= Richard Baron (physician) =

American physician

Richard J. Baron (born June 3, 1953) is the president and CEO of the American Board of Internal Medicine (ABIM) and ABIM Foundation. Baron was chair of the American Board of Internal Medicine's board of directors in 2008–09, a trustee of the ABIM Foundation 2008–13 and a Master of the American College of Physicians.

== Background ==
Before becoming CEO at ABIM, Baron served as group director of seamless care models at the Centers for Medicare & Medicaid Services (CMS) Innovation Center, where he led efforts related to Accountable Care Organizations and advanced models of primary care. Prior to his CMS appointment, Baron, board certified in internal medicine and geriatrics, practiced general internal medicine and geriatrics for almost 30 years in the community in which he lived at Greenhouse Internists, P.C., located in Philadelphia, Pennsylvania. Greenhouse has been a pioneer in the comprehensive adoption of electronic health records in the small-practice environment. Baron also served on the board of the National Quality Forum and their Health Information Technology Advisory Committee, as well as the Standards Committee of the National Committee for Quality Assurance.

Baron served as chief medical officer of Health Partners, a not-for-profit Medicaid HMO set up by four teaching hospitals in Philadelphia, from 1988 to 1996. He was the architect of the Best Clinical and Administrative Practices program, funded by the Robert Wood Johnson Foundation and the Center for Health Care Strategies, working with medical leadership of Medicaid health plans around the country in learning collaboratives to improve the quality of care for their members. This program reached plans serving more than half of the Medicaid managed care population in the United States.
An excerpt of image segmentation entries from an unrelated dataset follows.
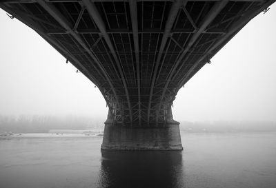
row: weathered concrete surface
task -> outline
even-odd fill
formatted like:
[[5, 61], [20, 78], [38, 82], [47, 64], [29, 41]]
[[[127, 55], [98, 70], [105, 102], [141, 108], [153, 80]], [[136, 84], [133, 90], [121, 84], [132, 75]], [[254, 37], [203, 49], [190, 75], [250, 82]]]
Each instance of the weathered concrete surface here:
[[179, 123], [161, 127], [129, 127], [105, 123], [102, 149], [182, 150]]

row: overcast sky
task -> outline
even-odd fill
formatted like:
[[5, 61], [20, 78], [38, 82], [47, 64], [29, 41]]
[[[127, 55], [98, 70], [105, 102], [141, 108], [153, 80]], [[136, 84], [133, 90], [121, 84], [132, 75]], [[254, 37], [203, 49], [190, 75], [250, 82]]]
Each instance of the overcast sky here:
[[[252, 20], [179, 92], [177, 121], [276, 122], [276, 5]], [[0, 9], [0, 114], [105, 118], [97, 88]]]

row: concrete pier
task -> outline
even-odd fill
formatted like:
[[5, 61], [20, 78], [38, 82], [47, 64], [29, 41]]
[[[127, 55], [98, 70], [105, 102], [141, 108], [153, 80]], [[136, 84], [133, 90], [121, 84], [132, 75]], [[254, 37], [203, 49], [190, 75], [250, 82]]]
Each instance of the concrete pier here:
[[106, 123], [102, 149], [181, 150], [179, 123], [161, 127], [128, 127]]

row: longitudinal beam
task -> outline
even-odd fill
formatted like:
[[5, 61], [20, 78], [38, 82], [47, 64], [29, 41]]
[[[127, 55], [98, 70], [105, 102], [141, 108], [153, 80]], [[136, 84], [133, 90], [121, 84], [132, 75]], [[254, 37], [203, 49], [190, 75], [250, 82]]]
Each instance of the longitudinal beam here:
[[158, 67], [159, 67], [159, 65], [160, 63], [161, 57], [162, 56], [164, 49], [165, 48], [166, 43], [167, 43], [168, 38], [170, 35], [170, 31], [172, 30], [175, 18], [177, 15], [178, 11], [180, 9], [181, 6], [183, 3], [184, 3], [186, 5], [186, 2], [187, 2], [187, 1], [184, 1], [183, 0], [177, 0], [175, 2], [174, 2], [172, 5], [172, 8], [170, 10], [168, 19], [166, 22], [165, 32], [163, 34], [162, 40], [161, 41], [160, 48], [159, 48], [157, 59], [156, 61], [155, 70], [153, 72], [152, 80], [151, 81], [151, 83], [150, 83], [150, 97], [149, 97], [148, 106], [148, 122], [150, 122], [150, 107], [151, 107], [151, 103], [152, 103], [153, 89], [154, 89], [154, 86], [155, 84], [156, 74], [157, 73]]
[[[221, 46], [224, 43], [224, 45], [227, 43], [230, 39], [234, 36], [233, 34], [235, 32], [238, 32], [242, 28], [244, 28], [251, 19], [253, 19], [255, 17], [256, 17], [260, 12], [268, 8], [272, 3], [273, 3], [275, 0], [268, 1], [267, 3], [263, 4], [262, 6], [254, 8], [253, 10], [249, 10], [246, 12], [244, 12], [242, 15], [241, 15], [241, 18], [239, 21], [233, 24], [230, 28], [228, 29], [228, 32], [222, 36], [222, 37], [219, 39], [217, 42], [216, 42], [208, 51], [207, 52], [201, 56], [195, 64], [190, 67], [190, 69], [188, 71], [186, 74], [185, 75], [183, 80], [179, 83], [179, 88], [181, 88], [182, 85], [184, 85], [188, 80], [189, 76], [193, 72], [195, 67], [197, 67], [199, 63], [202, 63], [204, 59], [206, 59], [206, 56], [211, 53], [213, 50], [215, 50], [217, 48]], [[217, 50], [218, 51], [218, 50]]]
[[101, 31], [101, 33], [103, 35], [103, 37], [104, 38], [109, 49], [110, 50], [111, 54], [112, 54], [112, 56], [115, 61], [115, 63], [116, 63], [117, 66], [119, 70], [119, 72], [121, 76], [121, 79], [123, 85], [124, 85], [124, 90], [126, 92], [126, 99], [128, 101], [128, 111], [130, 113], [130, 122], [132, 123], [132, 112], [130, 100], [130, 96], [129, 96], [129, 94], [128, 94], [128, 87], [127, 87], [126, 79], [125, 79], [123, 70], [121, 69], [121, 65], [117, 56], [115, 50], [114, 49], [113, 45], [111, 42], [111, 40], [110, 40], [109, 36], [108, 36], [108, 34], [106, 32], [106, 28], [105, 24], [103, 23], [103, 21], [100, 14], [99, 13], [98, 10], [97, 9], [96, 6], [95, 6], [94, 3], [92, 3], [90, 0], [83, 0], [82, 2], [83, 3], [83, 5], [86, 6], [87, 10], [88, 11], [89, 14], [94, 20], [94, 22], [96, 23], [99, 30]]
[[131, 24], [132, 27], [132, 35], [134, 41], [134, 48], [135, 51], [136, 59], [136, 74], [137, 77], [137, 90], [138, 90], [138, 117], [139, 125], [141, 125], [141, 81], [140, 81], [140, 65], [139, 59], [139, 36], [138, 36], [138, 19], [137, 19], [137, 1], [129, 1]]
[[46, 2], [45, 1], [38, 1], [39, 5], [43, 8], [62, 27], [63, 27], [68, 32], [71, 34], [74, 39], [75, 39], [78, 43], [81, 45], [82, 48], [88, 53], [88, 54], [92, 57], [94, 61], [100, 67], [102, 73], [105, 76], [106, 79], [108, 82], [108, 84], [112, 88], [112, 92], [115, 96], [117, 103], [119, 105], [119, 98], [117, 95], [116, 91], [114, 88], [113, 84], [112, 83], [110, 79], [109, 79], [108, 74], [106, 74], [105, 70], [98, 61], [97, 58], [94, 56], [91, 50], [88, 48], [86, 43], [83, 41], [81, 38], [72, 30], [72, 26], [71, 23], [69, 23], [66, 19], [59, 12], [59, 11], [50, 3]]
[[[215, 18], [217, 16], [217, 14], [221, 11], [221, 10], [227, 5], [228, 3], [228, 1], [227, 0], [221, 0], [220, 1], [217, 1], [215, 3], [215, 5], [212, 7], [212, 8], [208, 12], [208, 14], [205, 17], [205, 19], [201, 24], [200, 25], [199, 29], [198, 31], [195, 33], [191, 39], [190, 39], [187, 46], [180, 55], [180, 56], [178, 58], [177, 62], [175, 63], [173, 65], [173, 67], [172, 68], [169, 76], [168, 79], [167, 79], [164, 89], [162, 92], [162, 95], [161, 96], [160, 98], [160, 102], [158, 107], [158, 112], [160, 110], [161, 106], [162, 105], [162, 100], [165, 96], [166, 91], [167, 90], [168, 85], [170, 83], [171, 79], [173, 76], [173, 74], [176, 70], [176, 68], [178, 67], [180, 63], [182, 62], [183, 58], [185, 56], [185, 55], [187, 54], [188, 50], [190, 49], [190, 48], [193, 46], [193, 45], [195, 43], [195, 42], [197, 41], [197, 39], [199, 38], [200, 34], [202, 34], [202, 32], [204, 31], [204, 30], [207, 28], [207, 26], [215, 19]], [[184, 62], [183, 63], [184, 63]]]

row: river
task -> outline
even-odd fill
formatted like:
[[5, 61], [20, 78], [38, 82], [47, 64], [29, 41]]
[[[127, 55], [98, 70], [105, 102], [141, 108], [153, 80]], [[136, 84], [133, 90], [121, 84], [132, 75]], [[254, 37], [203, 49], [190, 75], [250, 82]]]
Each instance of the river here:
[[276, 133], [181, 139], [181, 152], [101, 152], [101, 136], [1, 136], [0, 187], [276, 187]]

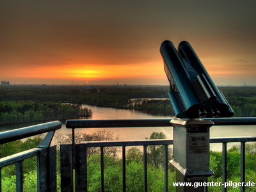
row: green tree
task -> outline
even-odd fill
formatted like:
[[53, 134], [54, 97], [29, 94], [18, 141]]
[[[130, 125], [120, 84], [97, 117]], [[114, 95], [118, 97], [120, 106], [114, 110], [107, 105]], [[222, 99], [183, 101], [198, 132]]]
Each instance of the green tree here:
[[[165, 134], [161, 132], [152, 132], [149, 138], [149, 140], [161, 140], [166, 139]], [[146, 138], [146, 140], [148, 140]], [[148, 150], [148, 163], [153, 164], [156, 168], [159, 168], [164, 164], [164, 145], [150, 145], [147, 148]], [[169, 150], [169, 155], [170, 151]]]
[[128, 162], [142, 162], [143, 153], [137, 147], [130, 148], [126, 155], [126, 160]]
Per tax filings, he earned over $700,000 from the ABIM in 2019. (6)

==Articles and presentations==
Baron has authored a number of journal articles on medical phenomenology, electronic health records, primary care and meaningful use. He is also a frequently requested speaker on these and other topics, most notably the patient-centered medical home.

== Education ==
Baron received an English degree from Harvard and his medical degree from Yale University. He completed house staff training at New York University-Bellevue Medical Center and served a three-year obligation in the National Health Service Corps in rural Tennessee.